Wednesday, October 10, 2012

Prison Furlough

My country is a jail cell.

This painful truth hit home when I crossed back into the US after an international flight. Weary, jet-lagged, but dressed professionally (this was a business trip -- yep, I'm moving up in the world, finally had an actual business trip).

Things were fine until I got to the final checkpoint. Showed my papers, everything in order. Then the questioning began. Where had I been. What was I doing. How long did I stay. Etc. Delivered in a blankly menacing undertone, similar to the one I had heard before in a junior Illinois cop. The cop was jacked up on the Drug War, had me sit down in his squad car for no reason, and worked me over with some of the most ludicrous leading questions ever devised while the police dog in the back of the car barked its head off in my ear. "You from Oregon? What do you think of marijuana legalization?" (Seriously. The cop actually asked me that. Couldn't make this up if I tried.)

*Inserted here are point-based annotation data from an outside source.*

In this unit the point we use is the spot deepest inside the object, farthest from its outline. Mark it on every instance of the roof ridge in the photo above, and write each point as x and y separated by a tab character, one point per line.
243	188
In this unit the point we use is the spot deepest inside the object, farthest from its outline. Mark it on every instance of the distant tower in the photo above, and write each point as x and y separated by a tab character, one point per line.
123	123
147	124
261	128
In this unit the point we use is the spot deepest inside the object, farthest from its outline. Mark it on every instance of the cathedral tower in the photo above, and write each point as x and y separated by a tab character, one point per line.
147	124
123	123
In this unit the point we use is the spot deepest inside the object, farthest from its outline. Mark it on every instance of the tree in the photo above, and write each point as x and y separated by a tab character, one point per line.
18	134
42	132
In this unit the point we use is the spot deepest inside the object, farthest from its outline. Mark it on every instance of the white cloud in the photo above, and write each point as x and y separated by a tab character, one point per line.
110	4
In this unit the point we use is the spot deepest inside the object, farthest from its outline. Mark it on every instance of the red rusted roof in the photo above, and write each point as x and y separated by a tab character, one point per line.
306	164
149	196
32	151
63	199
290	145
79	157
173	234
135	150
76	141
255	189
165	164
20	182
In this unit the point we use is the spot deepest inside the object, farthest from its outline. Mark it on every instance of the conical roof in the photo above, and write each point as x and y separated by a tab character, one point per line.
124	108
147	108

But in retrospect, the cop was just a wanna-be centurion. The immigration official was the real deal, the beating heart of the Terror War. Just that faint menace which announced that I could be stripped of any rights and deported to a torture-cell in some overseas barracks at the press of a button.

It was exactly the sensation of being an inmate returning from a prison furlough.

In fairness to the immigration officials, most of them were decent, especially the staffers of color, who were noticeably humane. But the ideology of empire has clearly led some of the others over the deep end.

These days, I can't even be angry at this shambles of a former empire,  its elites neck-deep in systemic self-delusion. To paraphrase Patrick McGoohan, I do not approve of the proceedings, I note them -- in hopes that whatever I write down will be passed down, like a message in a bottle, to more fortunate galaxies.